There are also many medical applications. For example, we can use insights of information processing for better medical diagnoses, independently of whether this is a diagnosis by a human doctor or by an artificial intelligence such as a neural network.
One of the most gratifying parts of my research is that there are so many possible applications. We often go and visit industry, the police and many other organisations and they tell us about their most pressing problems. These can be a great inspiration and we regularly help look for solutions.
What are the next steps for your research?
Ultimately our quest is to better understand how social systems process information. I believe there are novel biological computations that are not yet understood and we could potentially use these processes to help solve problems in novel ways.
For example, understanding how animals develop in their environment could provide us with fascinating analogies for developmental robotics. A newly built robot that hasn’t yet experienced its environment is very much like a newly born animal, particularly those without parental care. Roboticists could use these fascinating parallels when designing new robots.
My plan is to continue to talk to people outside biology in engineering, computer science and so forth, to explore areas where there may be a shared interest in problems.
About Professor Jens Krause
Jens Krause is a behavioural biologist with a strong interest in collective behaviour and social networks.

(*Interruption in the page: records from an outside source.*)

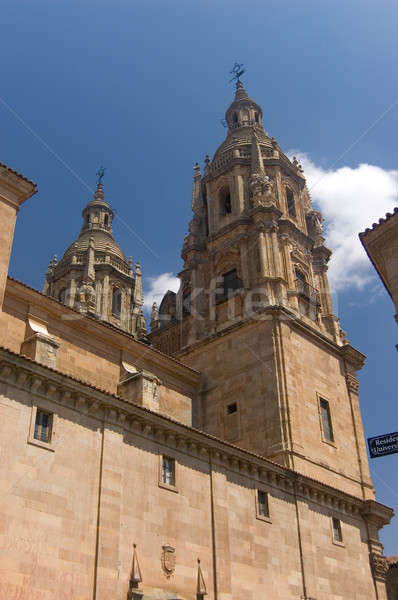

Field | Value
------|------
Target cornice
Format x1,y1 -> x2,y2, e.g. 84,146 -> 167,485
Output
0,348 -> 393,524
6,277 -> 200,387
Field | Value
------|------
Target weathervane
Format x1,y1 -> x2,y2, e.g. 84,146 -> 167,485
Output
96,165 -> 106,185
229,63 -> 246,83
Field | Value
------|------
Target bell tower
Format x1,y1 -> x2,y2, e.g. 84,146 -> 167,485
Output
150,80 -> 373,497
43,182 -> 146,341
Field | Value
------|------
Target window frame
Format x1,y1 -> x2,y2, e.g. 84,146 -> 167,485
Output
254,488 -> 272,523
285,185 -> 297,220
158,451 -> 178,492
330,515 -> 345,547
318,394 -> 336,447
27,404 -> 58,452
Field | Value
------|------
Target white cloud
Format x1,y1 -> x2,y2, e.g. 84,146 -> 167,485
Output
295,151 -> 398,291
144,273 -> 180,312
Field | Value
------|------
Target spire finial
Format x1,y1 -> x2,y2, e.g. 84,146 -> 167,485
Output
96,165 -> 106,185
229,63 -> 246,87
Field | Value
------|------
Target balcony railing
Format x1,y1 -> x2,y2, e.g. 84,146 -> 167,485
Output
295,279 -> 320,306
213,277 -> 243,304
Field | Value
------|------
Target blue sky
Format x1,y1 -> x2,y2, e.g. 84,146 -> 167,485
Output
0,0 -> 398,554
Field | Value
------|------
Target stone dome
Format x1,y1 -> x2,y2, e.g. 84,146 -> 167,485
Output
213,81 -> 272,162
60,183 -> 127,264
60,229 -> 127,264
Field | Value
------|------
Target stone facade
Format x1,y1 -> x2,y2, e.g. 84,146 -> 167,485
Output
359,208 -> 398,330
43,183 -> 146,340
386,556 -> 398,600
0,83 -> 392,600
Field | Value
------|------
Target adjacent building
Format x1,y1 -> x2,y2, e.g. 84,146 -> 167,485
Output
0,81 -> 393,600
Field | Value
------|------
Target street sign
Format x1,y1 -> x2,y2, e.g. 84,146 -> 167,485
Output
368,431 -> 398,458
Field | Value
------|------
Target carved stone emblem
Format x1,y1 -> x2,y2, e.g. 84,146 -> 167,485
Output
162,544 -> 176,579
370,552 -> 388,581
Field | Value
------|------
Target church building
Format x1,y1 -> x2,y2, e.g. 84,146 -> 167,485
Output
0,80 -> 393,600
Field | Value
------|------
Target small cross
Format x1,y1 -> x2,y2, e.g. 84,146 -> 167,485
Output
229,63 -> 246,83
96,165 -> 106,184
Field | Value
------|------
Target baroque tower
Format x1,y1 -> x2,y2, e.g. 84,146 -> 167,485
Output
43,183 -> 146,340
150,81 -> 374,498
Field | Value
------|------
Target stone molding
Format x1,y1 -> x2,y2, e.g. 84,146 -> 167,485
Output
369,552 -> 388,581
0,349 -> 393,526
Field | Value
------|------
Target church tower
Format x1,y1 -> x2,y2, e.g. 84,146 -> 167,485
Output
150,81 -> 373,498
43,183 -> 146,340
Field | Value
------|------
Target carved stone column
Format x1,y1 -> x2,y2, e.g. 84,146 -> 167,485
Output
258,225 -> 269,281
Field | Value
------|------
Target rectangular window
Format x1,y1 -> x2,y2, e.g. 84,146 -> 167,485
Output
227,402 -> 238,415
223,269 -> 240,296
162,456 -> 175,486
319,398 -> 334,442
257,490 -> 269,517
33,409 -> 52,444
254,490 -> 271,523
332,517 -> 343,544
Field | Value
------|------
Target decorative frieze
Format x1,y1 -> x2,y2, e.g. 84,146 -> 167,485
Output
369,552 -> 388,581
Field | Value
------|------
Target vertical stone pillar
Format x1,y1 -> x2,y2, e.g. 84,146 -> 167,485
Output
0,164 -> 37,310
239,236 -> 250,288
101,274 -> 109,319
210,453 -> 232,600
269,223 -> 282,277
67,277 -> 77,308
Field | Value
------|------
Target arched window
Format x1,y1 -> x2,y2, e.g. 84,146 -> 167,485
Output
112,287 -> 122,319
219,186 -> 232,216
58,288 -> 66,304
286,188 -> 297,218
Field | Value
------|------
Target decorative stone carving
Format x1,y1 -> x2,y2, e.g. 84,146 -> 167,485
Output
370,552 -> 388,581
305,210 -> 323,240
214,246 -> 239,266
161,544 -> 176,579
249,172 -> 272,198
345,373 -> 359,394
150,302 -> 159,331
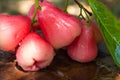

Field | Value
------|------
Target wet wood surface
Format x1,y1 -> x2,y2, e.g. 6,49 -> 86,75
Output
0,49 -> 120,80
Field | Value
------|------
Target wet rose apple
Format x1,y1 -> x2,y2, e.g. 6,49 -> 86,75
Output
91,21 -> 103,44
16,32 -> 54,71
67,21 -> 97,62
0,14 -> 31,51
30,0 -> 81,49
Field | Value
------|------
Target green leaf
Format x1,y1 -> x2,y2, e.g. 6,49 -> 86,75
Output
88,0 -> 120,67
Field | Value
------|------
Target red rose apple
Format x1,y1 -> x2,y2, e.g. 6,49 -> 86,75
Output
29,0 -> 81,49
0,14 -> 31,51
67,21 -> 97,62
16,32 -> 54,71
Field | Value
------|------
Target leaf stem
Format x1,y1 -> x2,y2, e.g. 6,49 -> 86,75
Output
74,0 -> 92,16
64,0 -> 69,13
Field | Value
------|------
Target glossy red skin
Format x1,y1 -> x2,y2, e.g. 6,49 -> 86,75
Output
16,32 -> 54,71
91,22 -> 103,44
0,14 -> 31,51
67,21 -> 97,63
29,0 -> 81,49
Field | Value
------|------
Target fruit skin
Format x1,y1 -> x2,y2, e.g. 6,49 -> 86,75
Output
91,21 -> 103,44
67,21 -> 97,63
16,32 -> 54,71
0,14 -> 31,51
29,1 -> 81,49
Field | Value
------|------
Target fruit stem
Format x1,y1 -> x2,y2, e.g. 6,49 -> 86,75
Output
31,0 -> 41,25
79,8 -> 85,20
74,0 -> 92,27
74,0 -> 92,16
64,0 -> 69,13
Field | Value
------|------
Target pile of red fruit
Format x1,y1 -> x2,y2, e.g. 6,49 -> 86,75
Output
0,1 -> 102,71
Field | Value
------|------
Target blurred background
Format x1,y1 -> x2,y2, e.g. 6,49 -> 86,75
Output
0,0 -> 120,17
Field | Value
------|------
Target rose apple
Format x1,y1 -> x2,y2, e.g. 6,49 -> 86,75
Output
16,32 -> 54,71
0,14 -> 31,51
91,21 -> 103,44
30,0 -> 81,49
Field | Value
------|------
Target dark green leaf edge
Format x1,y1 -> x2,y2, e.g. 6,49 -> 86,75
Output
88,0 -> 120,67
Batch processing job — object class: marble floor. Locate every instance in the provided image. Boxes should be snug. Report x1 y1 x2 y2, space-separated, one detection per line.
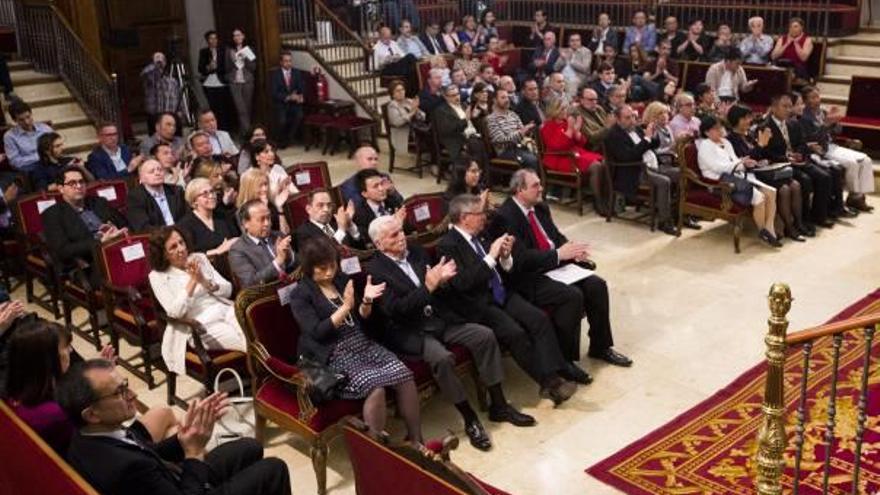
24 145 880 495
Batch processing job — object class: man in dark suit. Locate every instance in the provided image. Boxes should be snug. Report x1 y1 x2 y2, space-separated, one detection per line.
229 199 296 289
353 169 412 244
269 52 304 148
295 189 366 251
43 166 126 283
86 122 145 180
437 194 577 405
492 169 632 372
367 216 535 450
126 159 190 232
764 94 845 228
58 359 290 495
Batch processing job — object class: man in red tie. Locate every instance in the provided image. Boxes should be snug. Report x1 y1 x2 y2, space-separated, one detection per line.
490 168 632 384
269 52 304 149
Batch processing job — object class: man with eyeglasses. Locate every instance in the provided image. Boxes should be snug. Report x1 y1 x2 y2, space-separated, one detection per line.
58 359 290 495
43 166 127 283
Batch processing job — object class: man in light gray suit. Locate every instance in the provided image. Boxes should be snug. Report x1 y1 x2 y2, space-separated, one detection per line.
229 199 296 289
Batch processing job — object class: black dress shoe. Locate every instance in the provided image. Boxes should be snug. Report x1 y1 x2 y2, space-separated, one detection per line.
588 347 632 368
559 363 593 385
464 420 492 452
489 404 537 427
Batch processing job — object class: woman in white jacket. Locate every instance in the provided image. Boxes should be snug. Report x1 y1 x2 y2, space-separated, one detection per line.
697 117 782 247
149 225 247 374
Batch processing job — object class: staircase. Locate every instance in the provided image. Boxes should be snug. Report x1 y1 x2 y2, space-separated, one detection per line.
9 60 96 155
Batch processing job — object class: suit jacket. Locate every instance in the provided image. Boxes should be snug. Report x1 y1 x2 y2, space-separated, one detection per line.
229 231 295 288
43 196 126 268
293 218 367 251
199 45 226 84
366 244 465 356
86 144 132 180
126 184 189 232
67 430 213 495
269 68 304 109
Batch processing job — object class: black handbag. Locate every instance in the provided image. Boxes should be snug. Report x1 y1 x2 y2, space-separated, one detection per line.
296 356 348 404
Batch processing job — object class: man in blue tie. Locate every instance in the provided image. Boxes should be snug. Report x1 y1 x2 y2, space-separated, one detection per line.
437 194 576 405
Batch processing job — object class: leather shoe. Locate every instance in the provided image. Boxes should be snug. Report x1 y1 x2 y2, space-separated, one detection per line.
589 347 632 368
559 363 593 385
464 420 492 452
489 404 537 427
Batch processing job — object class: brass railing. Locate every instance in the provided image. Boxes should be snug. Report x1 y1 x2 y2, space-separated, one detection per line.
756 284 880 495
15 0 121 129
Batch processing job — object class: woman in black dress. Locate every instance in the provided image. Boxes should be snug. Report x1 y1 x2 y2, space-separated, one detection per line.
290 237 422 444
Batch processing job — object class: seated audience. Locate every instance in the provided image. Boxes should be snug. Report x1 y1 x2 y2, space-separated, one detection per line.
290 237 422 445
149 226 247 375
126 159 189 232
294 189 366 251
235 168 290 234
86 123 147 180
178 177 239 256
492 169 632 370
706 48 758 101
437 194 577 405
770 17 813 80
43 167 131 289
28 132 95 191
486 88 538 170
229 199 296 289
739 16 773 65
673 19 712 60
623 10 657 53
726 105 816 242
57 359 290 495
3 98 52 173
367 216 535 450
697 117 782 247
800 86 875 212
141 113 184 158
587 12 620 55
513 79 544 127
199 109 238 157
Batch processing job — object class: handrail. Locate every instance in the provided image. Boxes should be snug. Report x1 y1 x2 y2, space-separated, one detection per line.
785 314 880 345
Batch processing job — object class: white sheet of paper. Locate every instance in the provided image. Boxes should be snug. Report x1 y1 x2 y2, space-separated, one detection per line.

He has published a number of books (Living in Groups, OUP; Fish Cognition and Behavior, Wiley/Blackwells; Exploring Animal Social Networks, PUP; Animal Social Networks, OUP) and articles on the mechanisms and functions of living in groups.
He is currently a research professor in the Faculty of Life Science at the Humboldt University Berlin and also serves on the Executive Board of the Research Cluster “Science of Intelligence” at the Technical University Berlin. He started his university education at the Free University Berlin and obtained his PhD from St. John’s College Cambridge, UK, followed by postdocs at Mount Allison University, Canada, and Princeton University, USA, and held a professorship for behavioural ecology at Leeds University, UK, for several years before moving back to Berlin in 2009.